Flow

Geschrieben am 25.03.2025
von Sebastian

"Auf das Filmzitat müssen wir heute leider verzichten"


Es gibt Menschen, die lassen Personen wie mich immer ungläubig und staunend zurück. Es gibt Menschen, die schreiben mal eben in Eigenregie ein Buch – inklusive Vermarktung und Veröffentlichung. Es gibt Leute, die organisieren eigenverantwortlich Demos gegen das rechte Pack oder für den dringend benötigten Klimaschutz.

Also, ich persönlich denke mir dann oft: "Was machst du eigentlich in deinem Leben? Also, was bleibt wirklich, und was gibst du der Welt?"

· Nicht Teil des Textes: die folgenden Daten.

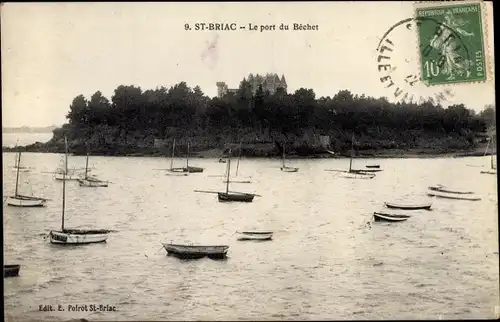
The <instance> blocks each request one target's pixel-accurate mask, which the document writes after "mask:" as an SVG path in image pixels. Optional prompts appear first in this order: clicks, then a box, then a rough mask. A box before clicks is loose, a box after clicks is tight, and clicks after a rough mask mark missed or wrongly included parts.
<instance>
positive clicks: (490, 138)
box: [481, 136, 497, 174]
mask: <svg viewBox="0 0 500 322" xmlns="http://www.w3.org/2000/svg"><path fill="white" fill-rule="evenodd" d="M492 141H493V136H491V138H490V140H489V141H488V144H487V145H486V150H485V151H484V155H486V152H487V151H488V146H489V145H490V142H491V143H492V146H493V145H494V142H492ZM491 150H492V151H491V153H490V169H489V170H483V171H481V173H483V174H497V165H496V163H495V158H494V157H493V156H494V153H493V148H492V149H491Z"/></svg>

Der lettische Animationskünstler Gints Zilbalodis hat als Einzelperson mal eben den besten Animationsfilm der letzten Jahre weltweit in die Kinos gebracht. Flow ist ein wunderschöner Film. Wenn ich nicht wüsste, dass daran genau eine Person gearbeitet hat, würde ich es schlicht und einfach nicht glauben können.

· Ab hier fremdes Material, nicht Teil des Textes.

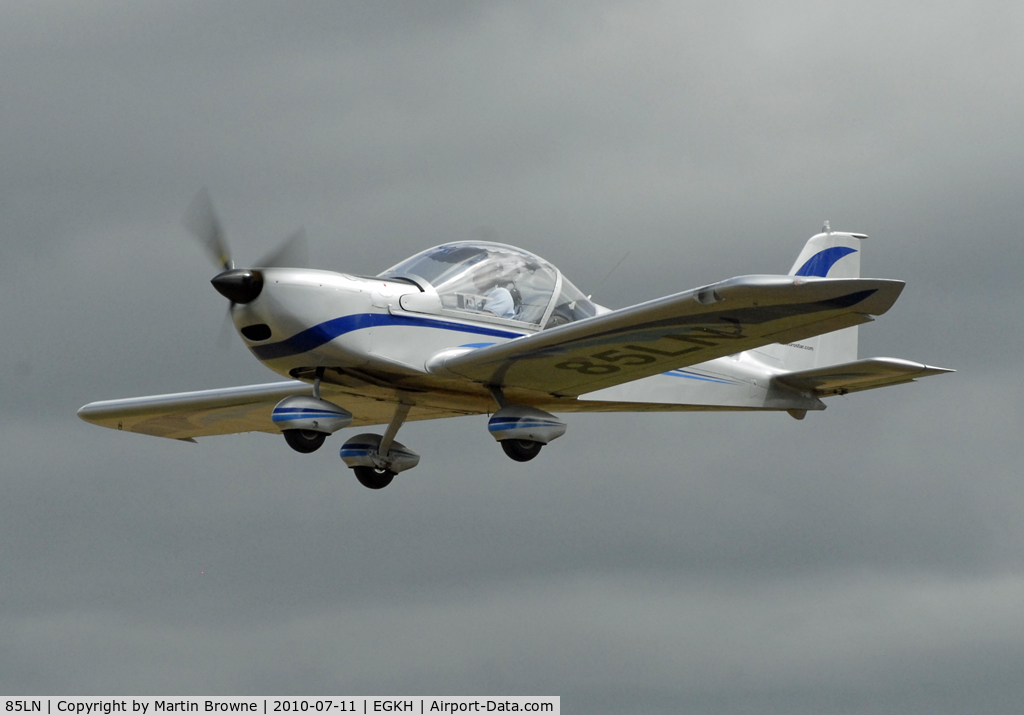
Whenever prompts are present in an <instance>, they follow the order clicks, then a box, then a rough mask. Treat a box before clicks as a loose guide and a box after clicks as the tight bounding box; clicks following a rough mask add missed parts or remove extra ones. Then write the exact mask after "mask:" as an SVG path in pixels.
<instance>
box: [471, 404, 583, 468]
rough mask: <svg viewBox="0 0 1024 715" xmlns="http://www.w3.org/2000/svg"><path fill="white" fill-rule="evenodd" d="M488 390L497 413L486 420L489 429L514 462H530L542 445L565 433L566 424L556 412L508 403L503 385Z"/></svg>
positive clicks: (490, 431)
mask: <svg viewBox="0 0 1024 715" xmlns="http://www.w3.org/2000/svg"><path fill="white" fill-rule="evenodd" d="M488 389H489V390H490V396H493V397H494V398H495V402H496V403H498V412H496V413H495V414H494V415H493V416H492V417H490V419H489V420H488V421H487V430H488V431H489V432H490V436H493V437H494V438H495V439H497V440H498V441H499V443H500V444H501V446H502V450H504V451H505V454H506V455H508V456H509V457H511V458H512V459H514V460H515V461H517V462H528V461H529V460H531V459H534V458H535V457H537V455H539V454H540V453H541V448H542V447H544V446H545V445H547V444H548V443H549V441H551V440H552V439H557V438H558V437H560V436H561V435H562V434H564V433H565V423H564V422H562V421H561V420H560V419H558V418H557V417H555V416H554V415H551V414H548V413H547V412H545V411H544V410H538V409H537V408H536V407H526V406H525V405H509V402H508V399H507V398H506V397H505V393H504V392H503V391H502V388H501V387H498V386H497V385H490V386H489V387H488Z"/></svg>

In diesem Film steckt mehr Liebe und Tiefe sowie mehr Emotionen als in den letzten großen Filmen von Pixar, Illumination und DreamWorks zusammen. Die reine technische Umsetzung ist großartig – das machen die oben genannten Studios nicht besser. Flow hat einen eigenen, tollen Stil und zwar bei Animation und Geschichte. 

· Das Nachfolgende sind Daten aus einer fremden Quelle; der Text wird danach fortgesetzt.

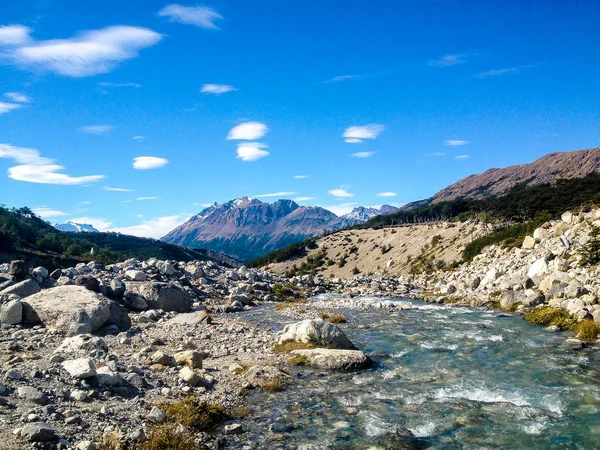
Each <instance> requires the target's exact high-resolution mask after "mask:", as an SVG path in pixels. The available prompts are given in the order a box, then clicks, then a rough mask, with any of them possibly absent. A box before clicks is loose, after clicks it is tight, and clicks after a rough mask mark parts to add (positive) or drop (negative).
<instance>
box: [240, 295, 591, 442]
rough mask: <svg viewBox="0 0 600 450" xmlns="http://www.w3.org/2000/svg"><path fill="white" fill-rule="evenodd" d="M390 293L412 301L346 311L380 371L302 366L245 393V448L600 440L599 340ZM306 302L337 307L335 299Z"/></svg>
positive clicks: (270, 328) (282, 324) (484, 312)
mask: <svg viewBox="0 0 600 450" xmlns="http://www.w3.org/2000/svg"><path fill="white" fill-rule="evenodd" d="M363 300H364V301H365V302H366V303H367V304H368V303H369V302H373V304H375V303H376V302H377V301H379V300H381V299H377V298H366V299H363ZM386 300H389V299H386ZM392 300H393V301H397V302H402V303H409V304H411V306H412V309H410V310H395V309H390V310H388V309H376V308H340V310H341V312H343V313H344V314H345V315H346V316H347V317H348V318H349V321H348V323H347V324H344V325H342V326H341V327H342V328H343V329H344V331H345V332H346V334H347V335H348V337H349V338H350V339H351V340H352V341H353V342H354V343H355V344H356V345H357V347H359V348H361V349H363V350H364V351H365V353H367V355H368V356H370V357H371V358H372V359H373V360H375V362H376V367H375V368H374V369H372V370H367V371H362V372H355V373H331V372H329V373H327V372H321V371H316V370H313V369H310V368H300V369H298V371H297V373H296V375H297V376H298V378H297V379H296V380H295V381H294V383H292V384H290V385H289V386H288V387H287V388H286V390H285V391H283V392H274V393H256V394H252V395H251V396H250V398H249V399H248V404H249V406H250V407H251V411H252V413H251V416H250V417H249V418H248V420H247V421H246V424H247V426H246V428H247V432H246V435H245V438H246V439H245V440H246V441H247V442H249V443H251V444H252V447H249V448H256V446H258V447H259V448H303V449H324V448H332V449H337V448H339V449H354V448H356V449H358V448H368V447H369V446H370V445H376V444H379V445H380V446H382V447H383V448H401V446H403V445H406V448H440V449H441V448H450V449H454V448H456V449H462V448H482V447H483V448H540V449H548V448H573V449H584V448H585V449H588V448H597V447H598V446H600V371H599V368H600V358H599V357H598V348H597V345H596V344H594V345H593V346H591V347H587V348H584V349H580V350H566V349H565V348H564V347H563V343H564V341H565V335H564V334H563V333H553V332H548V331H545V330H544V329H543V328H541V327H536V326H534V325H531V324H529V323H527V322H525V321H524V320H522V318H520V317H519V316H517V315H512V314H506V313H502V312H499V311H494V310H489V309H478V308H464V307H446V306H439V305H430V304H425V303H422V302H420V301H418V300H411V299H404V298H398V299H392ZM310 301H313V302H319V303H320V304H322V303H323V302H324V301H325V302H327V303H331V306H332V307H334V306H335V302H336V298H335V296H325V297H323V296H321V297H318V298H315V299H311V300H309V302H310ZM240 317H241V318H243V319H245V320H248V321H250V322H256V323H258V324H260V326H264V327H268V328H270V329H272V330H274V331H278V330H280V329H281V328H282V327H283V326H284V325H285V324H286V323H290V322H293V321H295V320H293V319H291V318H289V317H287V316H285V315H283V314H281V313H278V312H277V311H276V310H275V309H274V307H273V305H262V306H260V307H258V308H254V309H251V310H249V311H247V312H244V313H242V314H241V315H240ZM266 429H268V430H270V432H269V433H265V430H266ZM406 430H408V431H410V434H412V436H414V438H412V439H408V438H407V437H406V435H407V434H408V433H406Z"/></svg>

Bei den diesjährigen Oscars (ein extrem überflüssige Veranstaltung) hat Flow -als erster unabhängiger Film ohne großes Studio- den Oscar als bester Animationsfilm gewonnen. Gekostet hat dies hier laut Internetrecherche ca. 8 Mio Dollar, "Alles steht Kopf 2" von Pixar lag bei ca. 175 Mio.! Es ist wirklich unglaublich.

 

Die Fakten: Erscheinungsdatum: 2025, Genre: Animation, Laufzeit: 85 min, FSK: ab 6

Die Story: Nach einer verheerenden Flutkatastrophe flüchtet eine kleine graue Katze auf ein Segelboot. Im Laufe der Zeit schließen sich auch andere Tiere an, um auf dem kleinen Boot Zuflucht zu finden. Gemeinsam navigieren sie durch eine überflutete Welt.

 

Wir sehen hier etwas Einzigartiges: Dialoge in Filmen sind mit der größte Anker für den Zuschauer, um sich mit einem Charakter zu identifizieren. Wir erfahren durch Sprache, was Sache ist – oft wird uns auch direkt erzählt, was wir gerade bitte zu fühlen haben. Das ist natürlich plump, aber dennoch effektiv.

Im Animationsfilm geht man noch einen Schritt weiter. Hier erleben wir Abenteuer gerne auch mit Figuren fernab der Realität – Monster, Tiere, Fabelwesen, Spielzeug etc.. Das kann alles funktionieren, denn im Animationsfilm kann der Oger, die Maus oder die Spielzeugpuppe selbstverständlich sprechen. Ergo wird eine emotionale Bindung auch zu Dingen erzeugt, die es nicht einmal gibt. Respekt!

In Flow geht es um eine Katze und weitere Tiere, die sich im Laufe der Geschichte dazugesellen. In Flow wird kein Wort gesprochen. Die Tiere klingen wie Tiere! Die emotionale Wucht ist trotzdem unglaublich hoch. Wie Flow das hinbekommt, ist so schön zu sehen und wirklich beeindruckend. Es ist eine absolute Meisterleistung!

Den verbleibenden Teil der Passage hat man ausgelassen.